Видно, большое количество гибло в том месте отечественных ребят, и он хотел мне быть живым. Я выполнил ту задачу, не смотря на то, что попал под бомбёжку, обегал глубокие воронки, а в то время, когда заскочил на попутную машину, меня-таки «прихватил» осколок разорвавшегося рядом боеприпаса… Второй раз заметил маршала Жукова, в то время, когда главноком Группой советских оккупационных армий в Германии приехал к нам на танкодром. И так как определил меня в строю танкистов. «Живой?!» «Так совершенно верно, – говорю, – я живучий…». «Ну, значит, продолжительно будешь жить!»      

Согласно точки зрения самого фронтовика, жизнь у него оказалась долгой и вследствие того что постоянно старался делать людям добро. К примеру, в тяжёлое послевоенное время помог выжить целой деревни башкирских староверов.

Сеять было нечем, в погребах осталась лишь перемёрзшая картошка. Людей ожидал голод.

Зная, что за такое раньше кроме того расстреливали, на риск и свой страх офицер внес предложение выгнать из картошки спирт. На вырученные от продажи деньги приобрели пара подвод с пшеницей.

Провожали бородатые мужики служивого со слезами на глазах.

Из армии танкист демобилизовался во второй половине 50-ых годов XX века, перебрался в Приморье. И ещё четверть века дал Дальневосточному пароходству, на судах которого ходил первым ассистентом капитана.
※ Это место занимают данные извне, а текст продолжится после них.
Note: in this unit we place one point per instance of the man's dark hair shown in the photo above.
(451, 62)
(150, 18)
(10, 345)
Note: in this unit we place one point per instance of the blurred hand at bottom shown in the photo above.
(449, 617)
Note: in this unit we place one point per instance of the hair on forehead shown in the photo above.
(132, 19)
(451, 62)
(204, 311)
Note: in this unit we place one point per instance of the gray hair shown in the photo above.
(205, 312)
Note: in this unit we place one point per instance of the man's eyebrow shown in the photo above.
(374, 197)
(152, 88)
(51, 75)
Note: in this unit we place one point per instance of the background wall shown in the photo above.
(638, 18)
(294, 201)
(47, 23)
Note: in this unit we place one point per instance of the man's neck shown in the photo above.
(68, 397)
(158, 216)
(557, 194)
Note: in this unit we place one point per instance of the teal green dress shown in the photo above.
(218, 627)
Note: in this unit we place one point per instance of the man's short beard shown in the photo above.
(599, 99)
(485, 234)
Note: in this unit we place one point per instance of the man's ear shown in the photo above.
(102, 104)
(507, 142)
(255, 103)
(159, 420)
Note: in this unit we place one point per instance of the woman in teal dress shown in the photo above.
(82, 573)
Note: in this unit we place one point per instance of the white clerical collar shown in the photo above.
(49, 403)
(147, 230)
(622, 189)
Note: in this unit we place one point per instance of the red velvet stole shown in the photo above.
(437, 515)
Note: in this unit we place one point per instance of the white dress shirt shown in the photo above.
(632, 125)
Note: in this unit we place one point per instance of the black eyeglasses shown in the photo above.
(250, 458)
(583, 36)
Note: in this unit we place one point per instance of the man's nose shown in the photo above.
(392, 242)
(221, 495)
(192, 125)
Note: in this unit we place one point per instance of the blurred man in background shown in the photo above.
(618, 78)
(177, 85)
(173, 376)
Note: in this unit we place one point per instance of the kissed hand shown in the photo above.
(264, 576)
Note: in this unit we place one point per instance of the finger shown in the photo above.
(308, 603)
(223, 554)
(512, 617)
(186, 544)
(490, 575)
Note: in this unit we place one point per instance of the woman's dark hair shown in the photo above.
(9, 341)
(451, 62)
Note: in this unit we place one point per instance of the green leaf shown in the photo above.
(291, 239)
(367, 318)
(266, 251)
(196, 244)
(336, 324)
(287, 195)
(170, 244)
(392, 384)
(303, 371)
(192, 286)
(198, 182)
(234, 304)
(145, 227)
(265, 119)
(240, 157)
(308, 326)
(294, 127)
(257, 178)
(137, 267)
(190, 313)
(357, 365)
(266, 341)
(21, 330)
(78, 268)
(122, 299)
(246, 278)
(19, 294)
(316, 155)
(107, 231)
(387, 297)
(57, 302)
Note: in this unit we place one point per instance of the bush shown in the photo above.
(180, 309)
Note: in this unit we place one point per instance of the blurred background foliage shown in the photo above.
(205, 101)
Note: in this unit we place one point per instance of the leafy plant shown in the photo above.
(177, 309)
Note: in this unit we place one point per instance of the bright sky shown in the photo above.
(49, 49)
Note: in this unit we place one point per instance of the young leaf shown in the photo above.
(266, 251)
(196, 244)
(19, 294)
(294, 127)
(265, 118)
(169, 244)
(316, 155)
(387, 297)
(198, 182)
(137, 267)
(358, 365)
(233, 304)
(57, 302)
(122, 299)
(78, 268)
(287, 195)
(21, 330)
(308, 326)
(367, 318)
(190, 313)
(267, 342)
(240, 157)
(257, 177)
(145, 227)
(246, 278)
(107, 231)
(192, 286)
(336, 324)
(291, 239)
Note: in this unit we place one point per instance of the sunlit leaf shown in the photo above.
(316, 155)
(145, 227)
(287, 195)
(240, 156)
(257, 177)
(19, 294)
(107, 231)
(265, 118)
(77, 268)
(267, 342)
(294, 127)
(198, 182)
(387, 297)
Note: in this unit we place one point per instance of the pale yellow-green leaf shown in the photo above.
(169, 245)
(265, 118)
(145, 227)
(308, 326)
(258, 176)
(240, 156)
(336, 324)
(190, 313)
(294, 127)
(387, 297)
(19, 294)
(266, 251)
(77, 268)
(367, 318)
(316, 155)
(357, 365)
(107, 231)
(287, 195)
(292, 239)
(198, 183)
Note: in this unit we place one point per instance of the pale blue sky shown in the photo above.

За его плечами – семь лет занимательнейшей работы в Арктике, участие в четырёх операциях по спасению, а также зарубежных экипажей. И где бы ни был – в море либо на берегу – писал стихи.

Одно из них посвятил первой даме-капитану дальнего плавания Анне Щетининой, с которой был прекрасно знаком.

Сейчас он говорит, что, возможно, спасённые люди молились за него, потому и дожил до таких лет в жёсткой памяти и довольно добром здравии. Утверждает: ему постоянно везло на хороших людей, в особенности отечественных, советских. «Советские – лучше всех.

Не для лозунгов. Легко мы отличались от вторых порядочностью, добросовестностью, искренним жаждой оказать помощь».

Стихи ветерана неоднократно звучали на творческих вечерах полковника в отставке Хаима Гольдберга, в особенности довольно часто те, что написаны им в перерывах между боями: «Мне помнится над Бугом ветхий дом», «Поле боя»,  «Победа». А на слова стихотворения «Смело – в наступление» написана песня, которую выполнили на протяжении презентации новой книги ветерана «Госпожа Победа» Владимир Пискайкин и заслуженный артист России Виктор Коркишко.

Как заметил тогда сам фронтовик, он отнюдь не опытный поэт, но с молодости увлечён поэзией и его стихи, каковые он решился издавать в столь почтённом возрасте, отличает честность. «У данной книги, написанной от души, весьма долгая история, поскольку она создавалась практически 80 лет. И в ней, не считая войны, большое количество сообщено о любви.

Не смотря на то, что любовь, на мой взор, – это вечная песня без слов…».

Константин ЛОБКОВ

В плен к неприятелю. Жизнь германских пленных в русском плену.